L’homogénéisateur haute pression est un équipement standard depuis des décennies dans le secteur laitier. Du côté des graisses, la technologie occupe une place relativement plus récente ; les évaluations techniques destinées à ce secteur restent encore limitées dans la littérature.
Les données de terrain que nous avons recueillies chez Hommak à partir des dizaines d’homogénéisateurs installés chez des fabricants de graisse, ainsi que les informations essentielles obtenues lors des salons et des manifestations professionnelles, ont mis en lumière de nombreux points du triangle microstructure–procédé–performance qui méritent d’être discutés. L’article ci-dessous a été rédigé avec l’intention de partager une partie de cette expérience sur un plan technique.
Pourquoi la microstructure de la graisse mérite-t-elle notre attention ?
Lorsque vous examinez une graisse à base de savon sous un MEB (microscope électronique à balayage), vous voyez un réseau tridimensionnel constitué de fibres enchevêtrées. Ce réseau retient l’huile de base par des forces capillaires. La graisse est comme une éponge. Le squelette de l’éponge est le réseau de fibres, et le liquide qu’elle contient est l’huile de base. La qualité de ce réseau détermine l’ensemble des performances du produit.
1. La différence entre une structure homogène et une structure hétérogène
Si les fibres sont grossières et réparties de façon hétérogène, certaines zones du réseau retiennent trop d’huile tandis que d’autres la libèrent. Résultat : ressuage d’huile au stockage, comportement déséquilibré sous contrainte mécanique et performance imprévisible chez l’utilisateur final.

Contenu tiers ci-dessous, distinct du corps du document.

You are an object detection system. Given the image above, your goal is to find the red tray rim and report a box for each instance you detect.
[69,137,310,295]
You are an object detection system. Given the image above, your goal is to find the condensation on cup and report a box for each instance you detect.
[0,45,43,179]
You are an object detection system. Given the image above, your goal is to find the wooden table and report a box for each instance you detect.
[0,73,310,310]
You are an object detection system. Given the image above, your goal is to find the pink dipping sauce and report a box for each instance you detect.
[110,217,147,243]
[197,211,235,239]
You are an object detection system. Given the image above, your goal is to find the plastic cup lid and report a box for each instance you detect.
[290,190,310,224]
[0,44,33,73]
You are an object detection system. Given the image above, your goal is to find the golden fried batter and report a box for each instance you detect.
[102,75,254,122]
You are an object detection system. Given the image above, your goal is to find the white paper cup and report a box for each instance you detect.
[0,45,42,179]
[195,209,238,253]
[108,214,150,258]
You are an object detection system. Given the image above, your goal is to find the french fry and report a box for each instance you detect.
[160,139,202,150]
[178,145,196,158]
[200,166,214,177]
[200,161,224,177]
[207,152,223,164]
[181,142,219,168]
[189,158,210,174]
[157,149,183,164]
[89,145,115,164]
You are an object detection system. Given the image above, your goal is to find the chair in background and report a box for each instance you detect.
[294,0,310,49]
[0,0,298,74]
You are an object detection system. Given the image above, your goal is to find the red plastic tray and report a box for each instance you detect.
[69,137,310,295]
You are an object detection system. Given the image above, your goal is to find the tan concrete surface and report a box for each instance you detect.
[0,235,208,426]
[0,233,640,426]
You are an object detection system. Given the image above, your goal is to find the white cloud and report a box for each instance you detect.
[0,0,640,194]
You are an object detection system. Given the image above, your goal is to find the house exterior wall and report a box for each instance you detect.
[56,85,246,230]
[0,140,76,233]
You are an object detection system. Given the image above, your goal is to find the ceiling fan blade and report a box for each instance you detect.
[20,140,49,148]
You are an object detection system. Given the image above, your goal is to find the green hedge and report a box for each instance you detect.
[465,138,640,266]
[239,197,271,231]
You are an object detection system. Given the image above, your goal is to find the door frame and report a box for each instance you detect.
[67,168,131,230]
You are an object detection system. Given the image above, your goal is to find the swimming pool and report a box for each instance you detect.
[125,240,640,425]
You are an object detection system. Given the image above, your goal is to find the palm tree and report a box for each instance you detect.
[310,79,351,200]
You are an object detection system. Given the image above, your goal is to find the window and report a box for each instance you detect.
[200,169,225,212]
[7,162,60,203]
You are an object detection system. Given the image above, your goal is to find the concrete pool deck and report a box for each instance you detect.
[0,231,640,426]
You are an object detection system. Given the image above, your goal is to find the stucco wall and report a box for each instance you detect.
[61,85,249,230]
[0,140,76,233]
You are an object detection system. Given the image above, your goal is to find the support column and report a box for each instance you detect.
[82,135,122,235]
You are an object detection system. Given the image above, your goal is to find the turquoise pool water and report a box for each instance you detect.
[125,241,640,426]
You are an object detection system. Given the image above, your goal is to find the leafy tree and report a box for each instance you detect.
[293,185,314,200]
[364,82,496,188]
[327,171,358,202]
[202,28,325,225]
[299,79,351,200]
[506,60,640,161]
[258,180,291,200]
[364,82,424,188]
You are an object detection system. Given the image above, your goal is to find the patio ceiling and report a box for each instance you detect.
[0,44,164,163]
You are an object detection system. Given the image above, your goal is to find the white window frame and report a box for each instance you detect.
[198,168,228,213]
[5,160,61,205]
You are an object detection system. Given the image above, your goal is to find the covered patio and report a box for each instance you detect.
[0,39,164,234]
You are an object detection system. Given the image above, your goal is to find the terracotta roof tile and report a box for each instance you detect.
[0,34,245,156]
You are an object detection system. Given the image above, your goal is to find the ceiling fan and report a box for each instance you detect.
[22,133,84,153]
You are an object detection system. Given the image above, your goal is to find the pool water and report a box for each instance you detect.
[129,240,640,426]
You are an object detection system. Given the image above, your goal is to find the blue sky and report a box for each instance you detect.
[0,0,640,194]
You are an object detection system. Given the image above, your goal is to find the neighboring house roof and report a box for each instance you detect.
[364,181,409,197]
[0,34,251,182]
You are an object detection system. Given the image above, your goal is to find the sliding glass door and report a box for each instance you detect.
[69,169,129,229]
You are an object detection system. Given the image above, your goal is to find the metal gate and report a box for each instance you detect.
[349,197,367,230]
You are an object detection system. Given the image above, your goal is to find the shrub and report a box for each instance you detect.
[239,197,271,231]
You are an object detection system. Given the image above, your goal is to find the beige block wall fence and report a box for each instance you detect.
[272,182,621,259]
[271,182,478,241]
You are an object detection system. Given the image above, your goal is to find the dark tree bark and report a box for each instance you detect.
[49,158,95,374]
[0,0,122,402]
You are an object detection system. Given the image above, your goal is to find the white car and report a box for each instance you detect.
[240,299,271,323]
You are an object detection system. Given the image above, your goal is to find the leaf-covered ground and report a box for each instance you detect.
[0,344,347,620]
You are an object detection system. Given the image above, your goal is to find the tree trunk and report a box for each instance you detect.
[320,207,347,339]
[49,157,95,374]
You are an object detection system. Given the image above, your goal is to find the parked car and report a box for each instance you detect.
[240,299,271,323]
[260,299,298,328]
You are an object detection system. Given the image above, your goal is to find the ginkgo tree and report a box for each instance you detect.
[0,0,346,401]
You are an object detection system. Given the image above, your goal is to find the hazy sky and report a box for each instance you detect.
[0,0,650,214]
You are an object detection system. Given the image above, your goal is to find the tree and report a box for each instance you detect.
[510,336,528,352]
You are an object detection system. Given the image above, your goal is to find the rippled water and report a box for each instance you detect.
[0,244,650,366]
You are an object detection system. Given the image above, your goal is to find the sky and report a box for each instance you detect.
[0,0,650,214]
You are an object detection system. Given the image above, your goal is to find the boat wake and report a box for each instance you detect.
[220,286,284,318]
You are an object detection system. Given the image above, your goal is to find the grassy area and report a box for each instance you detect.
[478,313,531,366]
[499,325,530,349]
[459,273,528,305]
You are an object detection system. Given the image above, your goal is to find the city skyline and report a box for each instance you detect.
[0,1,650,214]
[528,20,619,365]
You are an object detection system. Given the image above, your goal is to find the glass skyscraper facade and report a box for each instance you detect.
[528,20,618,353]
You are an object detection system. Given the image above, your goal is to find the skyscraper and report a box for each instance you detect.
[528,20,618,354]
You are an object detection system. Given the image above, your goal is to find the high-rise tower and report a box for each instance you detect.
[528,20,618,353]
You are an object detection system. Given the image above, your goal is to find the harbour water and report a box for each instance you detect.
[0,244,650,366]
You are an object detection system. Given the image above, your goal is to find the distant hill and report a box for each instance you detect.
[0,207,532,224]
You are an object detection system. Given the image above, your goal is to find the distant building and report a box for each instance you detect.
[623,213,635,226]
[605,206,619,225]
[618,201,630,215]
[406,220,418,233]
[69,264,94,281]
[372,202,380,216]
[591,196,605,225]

Si les fibres sont réparties de façon homogène et que les agglomérats ont été fragmentés, le réseau acquiert une structure uniforme. L’huile est retenue de manière équilibrée dans tout le volume et le produit se comporte de façon constante aussi bien au stockage qu’à l’application.
C’est précisément la fonction de l’homogénéisateur : optimiser cette géométrie. Et il le fait à un niveau que les broyeurs colloïdaux de l’ancienne génération ne peuvent pas atteindre.

Image MEB
2. Que fait physiquement un homogénéisateur haute pression ?
La phrase la plus courante pour décrire ce que l’homogénéisateur fait au produit est la suivante : « on le comprime à haute pression et on le fait passer à travers une vanne ». C’est exact, mais incomplet. Lors du passage dans la vanne, plusieurs phénomènes physiques interviennent simultanément, et l’effet réel sur la microstructure résulte de la combinaison de ces phénomènes.
Lorsque le produit s’approche de la vanne d’homogénéisation sous haute pression, la pression chute à un niveau quasi atmosphérique en quelques millisecondes au moment du passage. Cette chute brutale déclenche simultanément quatre phénomènes physiques.
Un taux de cisaillement très élevé (bien supérieur à celui des broyeurs classiques), un effet d’impact lié à la géométrie de la vanne (qui fragmente mécaniquement les agglomérats), la cavitation (une densité d’énergie qui pénètre jusqu’au cœur des agglomérats par l’effondrement de micro-bulles) et un effet de turbulence (un micro-mélange secondaire au sein du produit).
Lorsque ces quatre mécanismes agissent ensemble, l’effet sur la microstructure dépasse nettement les limites des broyeurs classiques. Plus important encore, tout cela se produit en un seul passage, dans une seule vanne, et dépend d’un seul paramètre mesurable : la pression.
C’est ici que commence le bénéfice pratique pour le fabricant. Le processus physique qui détermine la microstructure devient désormais lié à un paramètre contrôlable et reproductible. Dans un broyeur colloïdal, l’usure du rotor, le réglage de l’entrefer et la température d’alimentation se répercutent indirectement sur le résultat, alors que dans l’homogénéisateur la pression est une variable directement mesurée et maintenue constante.
3. Efficacité du savon et contrôle de la pénétration
Le paramètre le plus fondamental qui donne son identité à une graisse est la pénétration — elle détermine directement la dureté du produit, son caractère structurel et, en fin de compte, son positionnement sur le marché. La valeur de pénétration dépend quant à elle à la fois de la teneur en savon et de la microstructure.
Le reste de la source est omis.